Among the chapters by UK authors in the new Palgrave book ‘Retail Crime – International Evidence and Prevention‘ is by the independent retail and loss prevention academic Prof Joshua Bamfield, pictured, of the Centre for Retail Research. Here’s a digest of his chapter, ‘International Trends in Retail Crime and Prevention Practices’. He’s also the author of Shopping and Crime, also published by Palgrave. He suggests those trends include smaller loss prevention budgets; and growth in customer theft, Cybercrime, and organised retail crime.

Loss prevention is now treated by retailers as a more important element in corporate performance. Unfortunately this has come at a time when resources are tightly stretched. A new institutional loss prevention, NILP, is focused on: working with and through others; responsible for systems, procedures and compliance; and adopting a risk management approach. They also try to work in partnership with external organisations.

Several authors have pointed to a crime cycle in loss prevention. An increase in crime is met with higher budgets and additional resources resulting in a fall in crime: the fall in crime ultimately leads to budgets and personnel being cut. After some time, crime may then start to rise.

The growing use of analytics and artificial intelligence (AI) against employee theft at checkouts is important: AI software, CCTV and checkout audit trail are used to identify potentially criminal actions and errors that indicate crime or poor checkout practice

Conclusion

The aim of retail loss prevention is to minimise crime and loss, subject to the constraints of disproportionate spending on security or excessive sacrifice of sales and profits.

However monitoring the work of loss prevention is problematic: security outputs are hard to evaluate and the actual measurement of crime (and crime trends) either directly by crime detections and apprehensions or indirectly via shrinkage may be inaccurate. It is hard to determine, therefore, what should be the optimal level of loss prevention spending for a business and how this budget should be divided between projects. Loss prevention departments increasingly use data analysis including analytics to manage risks.

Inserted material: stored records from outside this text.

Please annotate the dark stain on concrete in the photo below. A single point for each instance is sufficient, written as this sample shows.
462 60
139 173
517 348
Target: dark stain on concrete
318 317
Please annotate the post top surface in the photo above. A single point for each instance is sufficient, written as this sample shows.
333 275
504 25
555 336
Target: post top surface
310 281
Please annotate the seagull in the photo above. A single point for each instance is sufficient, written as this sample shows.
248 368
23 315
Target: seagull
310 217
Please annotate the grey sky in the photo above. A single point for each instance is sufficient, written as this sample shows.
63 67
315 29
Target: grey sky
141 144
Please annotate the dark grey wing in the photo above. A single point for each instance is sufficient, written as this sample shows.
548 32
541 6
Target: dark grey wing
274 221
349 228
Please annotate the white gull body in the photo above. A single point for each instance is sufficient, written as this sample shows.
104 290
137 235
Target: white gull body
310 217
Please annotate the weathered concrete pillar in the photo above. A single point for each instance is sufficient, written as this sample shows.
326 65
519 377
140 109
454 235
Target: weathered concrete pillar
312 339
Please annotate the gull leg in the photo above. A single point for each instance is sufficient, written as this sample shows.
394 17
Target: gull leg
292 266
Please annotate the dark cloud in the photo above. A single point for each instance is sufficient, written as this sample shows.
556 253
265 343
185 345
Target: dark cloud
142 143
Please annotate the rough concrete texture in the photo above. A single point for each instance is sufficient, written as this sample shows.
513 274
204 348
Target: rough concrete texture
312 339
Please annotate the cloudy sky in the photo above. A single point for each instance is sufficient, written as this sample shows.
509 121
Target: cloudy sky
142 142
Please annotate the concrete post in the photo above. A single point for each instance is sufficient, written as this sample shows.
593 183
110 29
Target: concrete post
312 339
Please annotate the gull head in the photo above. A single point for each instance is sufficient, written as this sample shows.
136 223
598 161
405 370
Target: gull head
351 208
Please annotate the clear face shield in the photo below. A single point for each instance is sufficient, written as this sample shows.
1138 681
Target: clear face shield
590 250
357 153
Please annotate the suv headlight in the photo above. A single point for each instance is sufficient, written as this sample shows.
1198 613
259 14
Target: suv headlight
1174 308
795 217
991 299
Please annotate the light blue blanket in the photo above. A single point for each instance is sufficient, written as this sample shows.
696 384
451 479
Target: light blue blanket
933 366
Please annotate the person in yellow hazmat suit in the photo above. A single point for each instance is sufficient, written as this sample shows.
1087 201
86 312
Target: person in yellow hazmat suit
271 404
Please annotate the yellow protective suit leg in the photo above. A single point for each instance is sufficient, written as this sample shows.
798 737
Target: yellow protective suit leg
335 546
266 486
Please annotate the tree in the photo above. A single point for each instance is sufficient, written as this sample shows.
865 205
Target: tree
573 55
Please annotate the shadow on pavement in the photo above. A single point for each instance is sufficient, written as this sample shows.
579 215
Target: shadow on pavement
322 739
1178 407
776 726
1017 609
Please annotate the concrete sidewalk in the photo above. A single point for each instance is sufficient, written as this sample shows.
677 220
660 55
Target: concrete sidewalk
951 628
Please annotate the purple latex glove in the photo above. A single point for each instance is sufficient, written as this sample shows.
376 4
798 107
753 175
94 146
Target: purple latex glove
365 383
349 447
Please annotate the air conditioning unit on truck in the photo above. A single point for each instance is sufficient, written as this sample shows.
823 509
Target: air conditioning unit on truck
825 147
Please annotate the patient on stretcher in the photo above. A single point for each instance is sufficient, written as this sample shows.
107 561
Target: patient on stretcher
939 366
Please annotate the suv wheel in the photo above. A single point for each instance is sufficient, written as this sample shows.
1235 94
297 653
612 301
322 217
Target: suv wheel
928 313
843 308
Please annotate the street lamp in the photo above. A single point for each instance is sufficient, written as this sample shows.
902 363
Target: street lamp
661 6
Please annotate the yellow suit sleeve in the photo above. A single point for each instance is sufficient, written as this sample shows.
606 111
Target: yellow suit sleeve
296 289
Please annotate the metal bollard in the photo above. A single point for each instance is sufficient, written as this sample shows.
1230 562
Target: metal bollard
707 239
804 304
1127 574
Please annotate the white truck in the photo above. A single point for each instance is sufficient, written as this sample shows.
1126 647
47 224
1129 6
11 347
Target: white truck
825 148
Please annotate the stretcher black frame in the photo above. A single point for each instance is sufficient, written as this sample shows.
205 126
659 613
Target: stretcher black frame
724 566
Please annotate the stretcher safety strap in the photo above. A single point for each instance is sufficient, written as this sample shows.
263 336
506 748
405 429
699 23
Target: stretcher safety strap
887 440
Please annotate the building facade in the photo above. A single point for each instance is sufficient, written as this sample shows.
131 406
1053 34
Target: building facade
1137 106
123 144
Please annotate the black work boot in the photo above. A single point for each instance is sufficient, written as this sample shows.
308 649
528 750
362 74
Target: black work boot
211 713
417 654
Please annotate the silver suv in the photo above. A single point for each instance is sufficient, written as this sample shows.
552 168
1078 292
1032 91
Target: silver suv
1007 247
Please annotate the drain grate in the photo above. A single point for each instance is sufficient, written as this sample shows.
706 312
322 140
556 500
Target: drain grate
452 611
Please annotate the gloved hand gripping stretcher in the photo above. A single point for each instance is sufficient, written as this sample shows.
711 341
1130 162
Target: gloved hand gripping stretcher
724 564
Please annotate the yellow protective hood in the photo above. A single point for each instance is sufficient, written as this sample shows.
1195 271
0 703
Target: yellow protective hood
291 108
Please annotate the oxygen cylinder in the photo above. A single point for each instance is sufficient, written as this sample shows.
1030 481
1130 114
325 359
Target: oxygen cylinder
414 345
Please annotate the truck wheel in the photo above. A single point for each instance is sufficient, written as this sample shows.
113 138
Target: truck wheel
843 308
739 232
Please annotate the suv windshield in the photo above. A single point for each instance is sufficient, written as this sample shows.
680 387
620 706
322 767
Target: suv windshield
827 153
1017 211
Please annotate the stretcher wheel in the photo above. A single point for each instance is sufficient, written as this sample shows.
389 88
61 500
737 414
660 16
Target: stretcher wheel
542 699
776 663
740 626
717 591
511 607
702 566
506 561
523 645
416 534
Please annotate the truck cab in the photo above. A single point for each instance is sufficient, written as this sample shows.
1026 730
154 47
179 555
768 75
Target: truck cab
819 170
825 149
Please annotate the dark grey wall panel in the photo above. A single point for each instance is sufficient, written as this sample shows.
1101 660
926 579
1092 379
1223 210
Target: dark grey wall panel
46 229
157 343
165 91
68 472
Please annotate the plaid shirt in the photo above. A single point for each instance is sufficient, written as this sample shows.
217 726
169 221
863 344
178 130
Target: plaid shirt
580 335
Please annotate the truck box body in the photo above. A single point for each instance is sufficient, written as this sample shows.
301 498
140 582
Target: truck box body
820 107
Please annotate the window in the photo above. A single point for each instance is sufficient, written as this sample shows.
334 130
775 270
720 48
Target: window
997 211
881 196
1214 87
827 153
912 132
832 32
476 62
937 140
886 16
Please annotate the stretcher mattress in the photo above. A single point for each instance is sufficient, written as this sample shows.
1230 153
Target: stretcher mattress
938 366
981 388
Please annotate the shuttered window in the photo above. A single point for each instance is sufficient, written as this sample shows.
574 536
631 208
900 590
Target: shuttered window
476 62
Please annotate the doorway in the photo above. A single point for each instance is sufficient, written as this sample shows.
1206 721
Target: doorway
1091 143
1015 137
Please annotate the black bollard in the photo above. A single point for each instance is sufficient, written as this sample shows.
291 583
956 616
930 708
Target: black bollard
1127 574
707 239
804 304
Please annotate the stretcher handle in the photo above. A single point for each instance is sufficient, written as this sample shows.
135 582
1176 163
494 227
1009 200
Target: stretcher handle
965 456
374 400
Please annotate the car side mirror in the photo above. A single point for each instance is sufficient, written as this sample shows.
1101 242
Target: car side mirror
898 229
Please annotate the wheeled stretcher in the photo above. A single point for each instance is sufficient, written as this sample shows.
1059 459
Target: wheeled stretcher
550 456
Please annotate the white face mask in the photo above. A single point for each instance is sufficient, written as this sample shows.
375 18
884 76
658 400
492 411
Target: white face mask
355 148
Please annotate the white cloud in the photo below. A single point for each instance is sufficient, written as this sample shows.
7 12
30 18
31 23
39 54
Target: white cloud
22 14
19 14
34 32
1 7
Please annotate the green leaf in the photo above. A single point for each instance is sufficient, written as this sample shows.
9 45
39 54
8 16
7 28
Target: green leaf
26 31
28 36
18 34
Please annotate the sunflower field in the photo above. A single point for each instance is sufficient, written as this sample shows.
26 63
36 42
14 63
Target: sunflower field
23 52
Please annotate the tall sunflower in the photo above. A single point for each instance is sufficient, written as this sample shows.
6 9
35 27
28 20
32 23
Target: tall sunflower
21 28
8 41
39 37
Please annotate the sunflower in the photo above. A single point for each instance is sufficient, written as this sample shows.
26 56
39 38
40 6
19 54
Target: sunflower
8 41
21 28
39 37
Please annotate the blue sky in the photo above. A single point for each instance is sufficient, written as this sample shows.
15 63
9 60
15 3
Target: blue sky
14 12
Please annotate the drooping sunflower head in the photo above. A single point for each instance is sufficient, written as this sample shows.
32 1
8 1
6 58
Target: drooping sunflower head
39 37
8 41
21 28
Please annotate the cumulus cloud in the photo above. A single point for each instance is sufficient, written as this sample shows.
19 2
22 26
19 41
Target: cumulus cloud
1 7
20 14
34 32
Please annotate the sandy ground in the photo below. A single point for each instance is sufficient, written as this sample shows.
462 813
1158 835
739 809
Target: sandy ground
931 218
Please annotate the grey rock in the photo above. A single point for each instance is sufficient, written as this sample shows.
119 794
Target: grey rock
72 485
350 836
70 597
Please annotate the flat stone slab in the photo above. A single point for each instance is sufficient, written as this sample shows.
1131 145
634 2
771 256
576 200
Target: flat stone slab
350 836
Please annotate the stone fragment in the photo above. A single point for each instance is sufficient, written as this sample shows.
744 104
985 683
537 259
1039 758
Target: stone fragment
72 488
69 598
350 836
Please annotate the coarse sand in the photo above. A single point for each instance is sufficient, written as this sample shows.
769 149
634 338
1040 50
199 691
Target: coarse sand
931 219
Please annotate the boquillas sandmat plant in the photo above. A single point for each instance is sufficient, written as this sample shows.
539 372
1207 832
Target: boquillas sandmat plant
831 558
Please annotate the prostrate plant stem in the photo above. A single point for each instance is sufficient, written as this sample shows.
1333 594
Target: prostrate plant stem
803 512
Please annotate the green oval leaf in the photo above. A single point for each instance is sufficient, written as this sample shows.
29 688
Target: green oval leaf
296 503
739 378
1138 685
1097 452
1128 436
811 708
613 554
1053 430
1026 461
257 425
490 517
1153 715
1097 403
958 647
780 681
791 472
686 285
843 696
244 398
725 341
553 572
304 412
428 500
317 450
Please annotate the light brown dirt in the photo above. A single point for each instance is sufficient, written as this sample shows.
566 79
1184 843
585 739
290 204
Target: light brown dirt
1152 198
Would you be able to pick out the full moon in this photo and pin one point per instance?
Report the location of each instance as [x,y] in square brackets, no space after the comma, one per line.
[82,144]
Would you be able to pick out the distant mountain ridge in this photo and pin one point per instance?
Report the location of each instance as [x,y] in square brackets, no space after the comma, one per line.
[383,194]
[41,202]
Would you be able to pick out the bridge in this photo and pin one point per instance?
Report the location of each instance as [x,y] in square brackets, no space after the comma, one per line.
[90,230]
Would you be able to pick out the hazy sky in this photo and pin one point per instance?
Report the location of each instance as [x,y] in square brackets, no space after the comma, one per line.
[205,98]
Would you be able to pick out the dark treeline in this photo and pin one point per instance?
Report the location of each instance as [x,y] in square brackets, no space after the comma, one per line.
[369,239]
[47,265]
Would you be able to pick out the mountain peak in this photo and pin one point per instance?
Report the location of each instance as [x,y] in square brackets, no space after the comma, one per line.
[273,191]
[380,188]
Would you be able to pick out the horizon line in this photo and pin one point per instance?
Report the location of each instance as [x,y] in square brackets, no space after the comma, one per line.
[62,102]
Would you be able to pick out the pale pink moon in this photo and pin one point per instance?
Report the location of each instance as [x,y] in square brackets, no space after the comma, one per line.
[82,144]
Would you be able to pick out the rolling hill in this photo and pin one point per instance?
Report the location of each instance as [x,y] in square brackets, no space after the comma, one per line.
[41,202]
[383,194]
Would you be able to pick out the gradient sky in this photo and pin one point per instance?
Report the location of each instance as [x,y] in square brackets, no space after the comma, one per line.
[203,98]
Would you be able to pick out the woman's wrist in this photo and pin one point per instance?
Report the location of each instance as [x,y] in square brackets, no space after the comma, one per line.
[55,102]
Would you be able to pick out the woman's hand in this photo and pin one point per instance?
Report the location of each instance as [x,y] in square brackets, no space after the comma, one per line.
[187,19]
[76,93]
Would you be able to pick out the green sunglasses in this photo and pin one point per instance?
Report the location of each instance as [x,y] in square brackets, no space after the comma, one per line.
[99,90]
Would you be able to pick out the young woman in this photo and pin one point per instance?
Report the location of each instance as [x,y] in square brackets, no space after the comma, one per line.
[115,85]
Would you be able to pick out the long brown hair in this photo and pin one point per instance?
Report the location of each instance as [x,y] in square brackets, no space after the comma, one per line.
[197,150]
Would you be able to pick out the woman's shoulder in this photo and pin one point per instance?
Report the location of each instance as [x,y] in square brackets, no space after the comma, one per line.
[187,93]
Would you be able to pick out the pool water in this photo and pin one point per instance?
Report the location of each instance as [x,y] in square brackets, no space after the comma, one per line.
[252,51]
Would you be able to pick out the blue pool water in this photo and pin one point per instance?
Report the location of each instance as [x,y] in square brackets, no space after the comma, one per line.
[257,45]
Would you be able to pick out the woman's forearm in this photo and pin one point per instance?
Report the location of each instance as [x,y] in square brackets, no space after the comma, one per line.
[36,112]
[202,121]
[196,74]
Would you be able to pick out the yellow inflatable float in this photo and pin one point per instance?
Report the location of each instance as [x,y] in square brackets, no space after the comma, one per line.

There is some evidence from national surveys of retail crime that crime losses suffered by retailers have been falling in the current decade, although recent figures indicate that the downward trend in losses may have reversed. The closure by large chains of many of their worst-performing stores will have reduced shrinkage losses as such stores are likely to suffer multiple trading issues including above-average levels of shrinkage and crime.

Loss prevention, like other functional departments in retailing, have suffered reductions in budgets resulting from the aftermath of the 2007-08 recession and by increased competition and lower margins of the industry in many countries. This has produced two main effects. Loss prevention has retained its focus on crime, but taken responsibility for other areas of loss such as waste and administrative error, become more involved in audit and operational compliance (including fire, health and safety) and developed competence in risk management. This new institutional loss prevention as it is called here is applied in different ways in each large retailer, but loss prevention has come a long way from its original concern primarily with arrests and asset protection.

To work well it requires cooperation with other operational and functional areas in the business, shared responsibility and expertise in developing new systems and procedures. Retailers work closely with other retailers and share information about crime trends. They are normally keen to develop links with national bodies, and police and law-enforcement agencies in order to create partnerships some of which deal with effective handling of low-value high-volume crime and others dealing with patterns of high-value crime that may involve organised crime, violent gangs, attacks on distribution and other concerns where retailers may have more up-to-date information about patterns than the police.

Retailers have continued to make capital spending for loss prevention. Asset protection approaches using tagging remain important, and heavy investment has been made in CCTV. CCTV is not only being used to combat theft and provide evidence of crime, but has become a risk-management tool in a time of concerns about terrorism and increasing violence as well as a technology supporting retail marketing through store counts and merchandising display analysis. The intention is to create resilience to protect staff and customers and company assets both against significant events as well as the continual losses through frequent small-scale theft.